Certes, ne pas diaboliser les entreprises est utile, d’ailleurs il ne sert à rien de diaboliser les entreprises, d’ailleurs des entreprises il y en a de toutes sortes, tiens, prenez le boulanger bio du coin et TF1 par exemple : ça n’a rien à voir. Donc, ne pas diaboliser les entreprises, OK. Mais pourquoi ne pas dire que certaines entreprises sont nocives, et qu’elles doivent tout simplement cesser leur activité intenable ? Cela n’implique aucunement de diaboliser toutes les entreprises.
Prenez TF1 au hasard par exemple (le hasard fait bien les choses).
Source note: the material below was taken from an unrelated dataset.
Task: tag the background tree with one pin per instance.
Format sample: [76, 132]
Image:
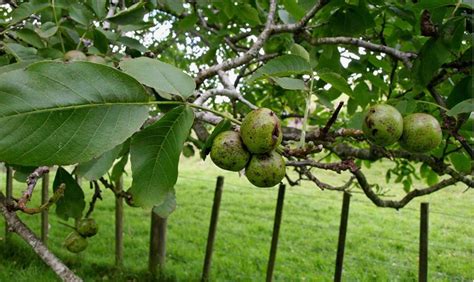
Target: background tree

Franchement, le monde s’en porterait-il plus mal ? Mais il faut "poursuivre l’activité sans détruire les ressources" dit encore M. Hulot. Comment cela pourrait-il être possible avec l’EDF qui finance la fondation N. H. ? EDF a besoin d’Areva pour se fournir en matériaux nucléaires, et Areva pille l’Afrique pour voler son uranium, qui in fine est une ressource détruite qui génère des déchets ingérables (cadeau pour les milliers de générations à venir). Même chose pour TF1 qui ne cesse de vendre des 4x4, des tours du monde en avion et des sodas dans ses millions d’heures de pub.
Bref, ces sponsors détruisent les ressources. On ne voit donc pas en quoi leurs activités devraient durer, puisqu’elles ne sont pas durables. Par conséquent, on ne voit pas non plus pourquoi, sans les diaboliser (ces entreprises sont humaines, trop humaines), il ne devrait pas être dit que ces entreprises doivent cesser leur activité, condition pour que de meilleures activités voient le jour.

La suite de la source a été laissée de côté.